5/20/14Follow @jpruth

Change.

On Monday, there was plenty of change on New York Mayor Bill de Blasio’s mind.

Praising the merits of the city’s technology community—and talking disruption—he gave the opening speech for Internet Week New York.

The first-term mayor took the opportunity to share some of his vision for New York’s future. It was the kickoff to the weeklong conference about local innovation on the Web. But even as de Blasio outlined hopes for a five-borough technology growth campaign, one issue brewing in the background was the mayor’s occasionally contentious dealings with a few tech companies—namely Airbnb.

During Monday’s speech, de Blasio said public servants should be disruptive in order to serve the people better. “By definition we should be agents of change,” he said.
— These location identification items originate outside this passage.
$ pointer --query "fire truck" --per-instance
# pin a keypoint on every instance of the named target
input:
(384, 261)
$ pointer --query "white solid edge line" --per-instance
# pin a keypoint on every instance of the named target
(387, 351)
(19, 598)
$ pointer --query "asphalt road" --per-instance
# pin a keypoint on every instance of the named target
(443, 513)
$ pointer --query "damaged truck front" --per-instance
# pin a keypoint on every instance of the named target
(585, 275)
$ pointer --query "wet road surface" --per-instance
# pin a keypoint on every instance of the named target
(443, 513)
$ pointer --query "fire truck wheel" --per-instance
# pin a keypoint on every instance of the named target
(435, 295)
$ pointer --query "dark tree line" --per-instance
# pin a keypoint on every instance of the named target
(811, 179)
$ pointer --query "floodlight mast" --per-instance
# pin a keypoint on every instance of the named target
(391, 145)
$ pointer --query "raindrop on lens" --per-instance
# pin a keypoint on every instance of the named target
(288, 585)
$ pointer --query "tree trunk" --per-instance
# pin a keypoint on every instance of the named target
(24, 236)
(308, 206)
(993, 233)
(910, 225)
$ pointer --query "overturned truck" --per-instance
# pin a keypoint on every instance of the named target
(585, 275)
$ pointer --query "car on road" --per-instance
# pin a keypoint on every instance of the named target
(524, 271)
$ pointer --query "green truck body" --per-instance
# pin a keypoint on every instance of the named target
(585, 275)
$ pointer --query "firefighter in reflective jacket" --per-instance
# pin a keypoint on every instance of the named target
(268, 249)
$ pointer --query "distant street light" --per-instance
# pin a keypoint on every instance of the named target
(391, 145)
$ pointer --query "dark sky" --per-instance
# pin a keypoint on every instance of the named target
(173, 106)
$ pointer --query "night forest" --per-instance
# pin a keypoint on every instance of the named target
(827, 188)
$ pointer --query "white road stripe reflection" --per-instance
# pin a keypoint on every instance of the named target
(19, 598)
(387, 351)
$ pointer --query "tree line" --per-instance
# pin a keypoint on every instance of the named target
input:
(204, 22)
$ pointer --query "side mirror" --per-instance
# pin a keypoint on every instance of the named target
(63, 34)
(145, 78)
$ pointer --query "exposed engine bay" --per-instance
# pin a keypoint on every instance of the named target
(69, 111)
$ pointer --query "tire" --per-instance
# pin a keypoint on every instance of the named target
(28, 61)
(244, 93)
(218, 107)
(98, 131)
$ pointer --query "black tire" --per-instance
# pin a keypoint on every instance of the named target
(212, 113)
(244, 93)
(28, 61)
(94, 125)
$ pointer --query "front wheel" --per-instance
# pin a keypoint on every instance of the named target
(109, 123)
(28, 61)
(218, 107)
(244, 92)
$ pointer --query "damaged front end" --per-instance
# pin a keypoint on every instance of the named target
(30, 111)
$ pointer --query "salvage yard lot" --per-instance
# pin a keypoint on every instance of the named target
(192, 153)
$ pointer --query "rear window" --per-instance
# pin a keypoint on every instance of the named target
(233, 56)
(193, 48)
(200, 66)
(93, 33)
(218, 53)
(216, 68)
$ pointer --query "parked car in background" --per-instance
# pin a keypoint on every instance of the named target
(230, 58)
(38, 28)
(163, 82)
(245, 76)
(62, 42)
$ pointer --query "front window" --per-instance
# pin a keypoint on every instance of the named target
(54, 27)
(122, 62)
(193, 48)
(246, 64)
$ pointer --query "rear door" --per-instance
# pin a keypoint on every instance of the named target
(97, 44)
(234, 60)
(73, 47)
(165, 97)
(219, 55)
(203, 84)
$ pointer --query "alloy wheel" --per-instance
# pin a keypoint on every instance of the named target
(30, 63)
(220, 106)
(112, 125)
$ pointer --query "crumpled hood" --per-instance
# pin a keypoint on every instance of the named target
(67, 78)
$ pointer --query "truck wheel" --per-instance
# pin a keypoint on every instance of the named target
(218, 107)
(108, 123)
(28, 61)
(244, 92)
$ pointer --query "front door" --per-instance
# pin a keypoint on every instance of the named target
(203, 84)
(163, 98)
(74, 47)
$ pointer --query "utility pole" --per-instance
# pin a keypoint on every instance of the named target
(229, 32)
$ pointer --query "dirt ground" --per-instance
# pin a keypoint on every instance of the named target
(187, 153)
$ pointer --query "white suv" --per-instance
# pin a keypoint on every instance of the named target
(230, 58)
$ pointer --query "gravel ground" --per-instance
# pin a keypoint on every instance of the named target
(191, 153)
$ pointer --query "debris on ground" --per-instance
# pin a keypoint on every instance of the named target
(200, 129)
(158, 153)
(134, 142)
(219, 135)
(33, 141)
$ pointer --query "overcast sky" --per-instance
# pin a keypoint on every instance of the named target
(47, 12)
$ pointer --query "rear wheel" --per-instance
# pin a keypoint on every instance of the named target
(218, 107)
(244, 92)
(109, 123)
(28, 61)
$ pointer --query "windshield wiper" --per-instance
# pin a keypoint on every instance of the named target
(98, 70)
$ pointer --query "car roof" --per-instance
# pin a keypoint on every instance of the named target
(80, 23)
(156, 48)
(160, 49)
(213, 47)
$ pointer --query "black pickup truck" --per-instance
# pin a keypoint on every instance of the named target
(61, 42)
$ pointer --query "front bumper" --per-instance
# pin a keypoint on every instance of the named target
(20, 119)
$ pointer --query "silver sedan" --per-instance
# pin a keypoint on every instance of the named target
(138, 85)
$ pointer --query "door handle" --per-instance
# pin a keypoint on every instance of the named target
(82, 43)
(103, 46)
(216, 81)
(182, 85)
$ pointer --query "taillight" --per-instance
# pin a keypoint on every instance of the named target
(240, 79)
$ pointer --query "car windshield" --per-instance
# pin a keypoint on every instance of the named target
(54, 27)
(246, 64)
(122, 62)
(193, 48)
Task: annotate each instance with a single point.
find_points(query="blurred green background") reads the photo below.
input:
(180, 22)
De Blasio spoke about commonality between the technology community and the city’s administration when it comes to challenging old ways of doing things. “There is a pure synergy here that we need to act on,” he said. “More than ever in history, a successful city thrives on the kind of disruption new technology brings.”

After describing New York as a hub for progress, de Blasio said the public sector can facilitate economic growth or inadvertently stand in its way. He said his administration has an “energetic view” on the local technology scene, and has learned lessons from the failures of policymakers past. “There are plenty of examples in history of government not getting it or being protectionist, status quo-oriented, and unwilling to embrace change,” he said.

A subject de Blasio did not mention in his talk at the techie-dominated event, was the fact that New York and other cities and states across country have crossed swords with some startups that have tried to innovate by skirting—or openly flouting—existing laws and regulations. The New York City Taxi and Limousine Commission, for example, threw cold water on the plans of ride-sharing app startups such as SideCar Technologies and RelayRides for allegedly violating its regs. According to The Wall Street Journal, last May both companies halted service in New York. Uber had to nix its yellow taxis in this city, though still runs its black car service here—and is even transporting folks to various Internet Week New York events.

Tensions between residential rental service Airbnb and de Blasio surfaced last year during his campaign for office and seem to remain fresh. Then-candidate de Blasio spoke out about a New York law prohibiting short-term residential rentals and, according to Capital, he voiced his concerns again just last month about Airbnb.

For its part, San Francisco-based Airbnb has extended an olive branch or two to de Blasio, including a congratulatory blog post last December after he was elected.

As he spoke Monday, de Blasio did not address the legal issues tripping up some innovators. But he did profess a desire to see innovation continue to flourish in his city. “We want to foster what’s new; we want to foster what’s better,” he said. “We know government plays a crucial role.”

That, he said, includes growing the local talent pool for tech companies with a bit of legislative help from Washington, DC. “We’re pushing for changes to get talented tech professionals to this city immediately,” he said. “That would be most aided by…comprehensive federal immigration reform.” Helping foreign-born entrepreneurs at U.S. colleges remain in the country after graduation could keep them in the local innovation community, he said.

Increasing local technology education at various levels, de Blasio said, is another way to grow the talent pool. He announced on Monday the NYC Tech Talent Pipeline, budgeted with $10 million over the next three years from city, state, federal, and private sources, to offer locals education needed for technology jobs. The city will administer the program, he said, to recruit and train workers as well as design curricula that meet employers’ needs.

De Blasio said he also wants to transform public education, from pre-K up, to better prepare New Yorkers for technology jobs. Furthermore, he wants universal, affordable access to high-speed broadband data connections for local residents. The mayor reiterated his belief that leveling the connectivity playing field is crucial to New York’s prosperity on the technology front. “Our approach is going to be bold and decisive because we simply haven’t done well enough for this city,” he said. “We can’t continue to have a digital divide that holds back so many of our citizens.”

Shaking up access to broadband, he said, will include reexamining the city’s agreements with providers such Verizon and Time-Warner Cable. He also said New York plans to turn 10,000 payphones into Internet hotspots across the boroughs. Another project includes creating a free Wi-Fi network in Harlem for some 80,000 people, he said, between 110th Street to 138th Street.

With such lofty hopes for a broadband and technology makeover for New York, de Blasio noted that his administration cannot do it alone. “We need people from the tech community, academia, from nonprofits to help us figure out the solutions,” he said.